The room’s only decoration is a poster explaining the administrative steps for immigrating to the Jewish state.
But there is good news, Mitchell Benuck reports: Despite a strike by Israeli port workers, the shipment of the family’s possessions has arrived in Ashdod. By next week they hope to be able to replace the card table, air mattresses and hot plate with their own furniture and appliances.
After all, this is his family’s home now, says Benuck, 34, a pediatrician from Passaic.
“I feel my life will be most fulfilled practicing medicine in this country and raising my kids in this country,” he says. “I would hate to miss out on this opportunity.
“For thousands of years people have risked their lives to get here. All I had to do was get on a plane.”
Benuck is one of 15 North American physicians who have immigrated to Israel with their families as an Applebaum Fellow.
The program is in memory of Dr. David Applebaum, a Chicago-born Israeli doctor who served as head of emergency services at Jerusalem’s Sha’arei Zedek Hospital until he and his daughter, Nava, were killed in a suicide bombing at a Jerusalem cafe in 2003, on the eve of her wedding.

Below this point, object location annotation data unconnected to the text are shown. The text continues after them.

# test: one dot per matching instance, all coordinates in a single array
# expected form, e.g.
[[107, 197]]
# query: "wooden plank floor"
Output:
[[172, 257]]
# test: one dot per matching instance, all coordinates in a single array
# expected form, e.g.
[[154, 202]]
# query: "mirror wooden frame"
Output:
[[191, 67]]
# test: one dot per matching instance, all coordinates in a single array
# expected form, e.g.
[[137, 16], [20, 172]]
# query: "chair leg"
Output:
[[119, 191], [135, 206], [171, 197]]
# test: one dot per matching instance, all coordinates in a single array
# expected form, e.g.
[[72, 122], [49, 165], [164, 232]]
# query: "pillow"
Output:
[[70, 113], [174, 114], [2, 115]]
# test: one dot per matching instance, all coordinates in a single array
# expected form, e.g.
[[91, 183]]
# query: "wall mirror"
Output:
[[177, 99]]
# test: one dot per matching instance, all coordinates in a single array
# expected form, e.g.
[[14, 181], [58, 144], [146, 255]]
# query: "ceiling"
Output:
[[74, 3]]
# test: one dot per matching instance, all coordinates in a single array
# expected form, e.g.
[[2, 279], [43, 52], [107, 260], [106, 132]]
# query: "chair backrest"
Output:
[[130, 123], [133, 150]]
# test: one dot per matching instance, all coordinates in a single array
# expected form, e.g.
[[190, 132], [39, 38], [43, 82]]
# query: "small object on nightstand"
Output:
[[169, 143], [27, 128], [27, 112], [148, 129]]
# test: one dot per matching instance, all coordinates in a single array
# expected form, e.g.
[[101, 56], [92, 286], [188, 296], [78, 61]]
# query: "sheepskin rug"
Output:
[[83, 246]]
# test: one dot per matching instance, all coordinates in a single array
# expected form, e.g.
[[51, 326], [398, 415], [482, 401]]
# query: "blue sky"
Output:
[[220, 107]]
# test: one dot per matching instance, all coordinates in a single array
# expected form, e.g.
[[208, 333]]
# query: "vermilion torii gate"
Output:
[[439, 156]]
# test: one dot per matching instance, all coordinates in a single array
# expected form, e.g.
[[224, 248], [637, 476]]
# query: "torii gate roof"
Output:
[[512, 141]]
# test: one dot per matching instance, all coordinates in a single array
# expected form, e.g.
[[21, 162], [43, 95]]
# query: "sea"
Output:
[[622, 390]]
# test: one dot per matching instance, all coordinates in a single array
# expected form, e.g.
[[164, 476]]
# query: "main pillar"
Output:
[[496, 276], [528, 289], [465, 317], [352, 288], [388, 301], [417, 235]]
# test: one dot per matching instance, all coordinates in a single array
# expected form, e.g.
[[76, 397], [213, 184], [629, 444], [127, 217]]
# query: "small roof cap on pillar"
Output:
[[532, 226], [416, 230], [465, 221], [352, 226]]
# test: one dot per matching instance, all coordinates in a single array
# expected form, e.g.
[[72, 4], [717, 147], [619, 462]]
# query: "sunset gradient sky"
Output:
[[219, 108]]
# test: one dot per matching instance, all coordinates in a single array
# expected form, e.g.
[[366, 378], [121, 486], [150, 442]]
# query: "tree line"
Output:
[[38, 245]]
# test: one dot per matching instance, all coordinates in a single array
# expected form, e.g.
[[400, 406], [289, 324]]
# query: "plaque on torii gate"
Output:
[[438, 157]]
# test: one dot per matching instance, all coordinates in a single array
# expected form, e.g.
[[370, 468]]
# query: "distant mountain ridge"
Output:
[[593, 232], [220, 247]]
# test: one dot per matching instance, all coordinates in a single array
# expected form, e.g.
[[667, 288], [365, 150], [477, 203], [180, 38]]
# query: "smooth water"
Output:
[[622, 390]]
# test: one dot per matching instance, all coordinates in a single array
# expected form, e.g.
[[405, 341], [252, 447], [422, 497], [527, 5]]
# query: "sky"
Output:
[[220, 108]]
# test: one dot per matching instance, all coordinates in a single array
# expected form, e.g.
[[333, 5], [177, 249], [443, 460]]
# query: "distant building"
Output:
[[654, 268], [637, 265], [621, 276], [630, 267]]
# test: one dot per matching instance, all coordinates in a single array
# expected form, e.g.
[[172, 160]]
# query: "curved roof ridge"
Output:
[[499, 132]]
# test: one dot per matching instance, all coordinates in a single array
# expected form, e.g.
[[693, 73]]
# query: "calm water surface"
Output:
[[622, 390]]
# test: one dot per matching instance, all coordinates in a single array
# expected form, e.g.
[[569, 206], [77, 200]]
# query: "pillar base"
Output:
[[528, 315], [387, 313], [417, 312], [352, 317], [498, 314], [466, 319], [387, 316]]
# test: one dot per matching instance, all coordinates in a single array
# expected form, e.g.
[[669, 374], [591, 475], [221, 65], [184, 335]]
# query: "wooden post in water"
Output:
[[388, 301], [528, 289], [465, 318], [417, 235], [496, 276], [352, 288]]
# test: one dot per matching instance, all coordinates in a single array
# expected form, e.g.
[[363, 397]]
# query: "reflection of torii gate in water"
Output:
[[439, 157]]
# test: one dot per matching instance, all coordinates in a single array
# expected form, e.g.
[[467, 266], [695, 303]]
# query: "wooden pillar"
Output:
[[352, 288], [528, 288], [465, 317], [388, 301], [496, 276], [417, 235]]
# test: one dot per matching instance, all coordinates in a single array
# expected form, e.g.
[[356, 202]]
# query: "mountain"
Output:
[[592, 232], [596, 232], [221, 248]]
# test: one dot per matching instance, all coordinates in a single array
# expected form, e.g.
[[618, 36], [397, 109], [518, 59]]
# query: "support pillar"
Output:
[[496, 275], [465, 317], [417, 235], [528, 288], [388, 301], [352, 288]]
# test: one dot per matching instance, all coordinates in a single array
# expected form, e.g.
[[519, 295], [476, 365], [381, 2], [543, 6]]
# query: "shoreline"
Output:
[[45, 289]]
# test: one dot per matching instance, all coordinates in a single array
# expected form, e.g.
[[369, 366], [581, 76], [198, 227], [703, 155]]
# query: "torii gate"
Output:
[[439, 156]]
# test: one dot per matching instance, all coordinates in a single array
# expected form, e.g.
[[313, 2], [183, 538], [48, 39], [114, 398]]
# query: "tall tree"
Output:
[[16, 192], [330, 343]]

As Applebaum Fellows of Nefesh B’Nefesh — a North American organization funded by private, philanthropic sources — and the Jewish Agency for Israel, which helps provide financial and logistical support for olim, each family receives up to $18,000 toward making a new life in Israel.
“Israel has a strong, equality-based health care system, a system of which we are proud,” Health Minister Danny Naveh told the newcomers. “We look forward to integrating you into our hospitals, clinics and health care facilities available around the country.”
Meanwhile, far from the festive welcomes and speeches, the Benucks are organizing their new lives in Beit Shemesh, a rapidly growing city of almost 60,000 people in the foothills of Jerusalem.
Eli, the Benucks’ son, said he is happy to be in Israel. The Hebrew classes, bus rides, hot weather — it’s all good, he says.
Even the air mattress he sleeps on in a room he shares with his brother, Yonatan, 3, isn’t so bad. “It’s a chavaya,’ an experience, he says, using the first Hebrew word his parents taught him.